As for predictive character insertion, when i'm working in a shell, especially with high latency, i prefer my commands to be as i type them, not something some algorithm "guessed" i was going to type.
That's not what mosh is, it doesn't predict what you're going to type. It however proactively renders the characters you type before it receives confirmation from the tty on the other end.
In other words, imagine typing ssh somebox.typo.com and waiting 1 second before the text renders and discovering the typo, then pressing backspace, waiting a while for the backspaces to render, then going through all of this again. With mosh you'll be able to instantly see what you typed and fix it. On high latency connections it makes a huge difference in quality of life.
Mosh support roaming and intermittent connectivity which is really super useful if you have to debug a server on a very dodgy 3g connection in a moving train.
tmux solves the session resumption at a lower level. You can have a connection from home, jump on a train, open your laptop and keep typing and do the same when you get into the office. You don't need to re-auth each time (or deal with delayed disconnects).
It works well WITH tmux, not instead of tmux.
Which means your solution would be something like:
It doesn't guess. It sinoly has local echo, and the characters that are not-yet-ack'd are underlined. Changes your life when working with 175ms+ latency
I don't think you missed anything.. I'm pretty sure I've seen a few similar apps like this on HN, but I don't really understand the draw of them over just using ssh's built in options.. You can even configure tunnels in ~/.ssh/config for "aliases".

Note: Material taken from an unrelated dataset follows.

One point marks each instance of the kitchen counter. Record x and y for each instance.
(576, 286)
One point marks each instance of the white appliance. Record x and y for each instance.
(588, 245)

there's multiple ways to make tunnels in ssh. -L is one of them (local forwarding). basically, local, remote and dynamic forwarding are possible. there's some interesting uses for the latter 2 as well so if you only know -L it might be nice to check out the other methods and how you can use those. You can for example, forward a remote localhost port of a server to your own localhost, and then have a fully encrypted channel to some internal or locally bound service. for example if some server hosts a site on it's loopback or some service is listening there which you want to interact with, then you can do it directly from your own machine instead of through an active ssh session. (for example with websites this is useful, because then you can have a graphical browser instead of links via ssh x11 forwarding or w/e)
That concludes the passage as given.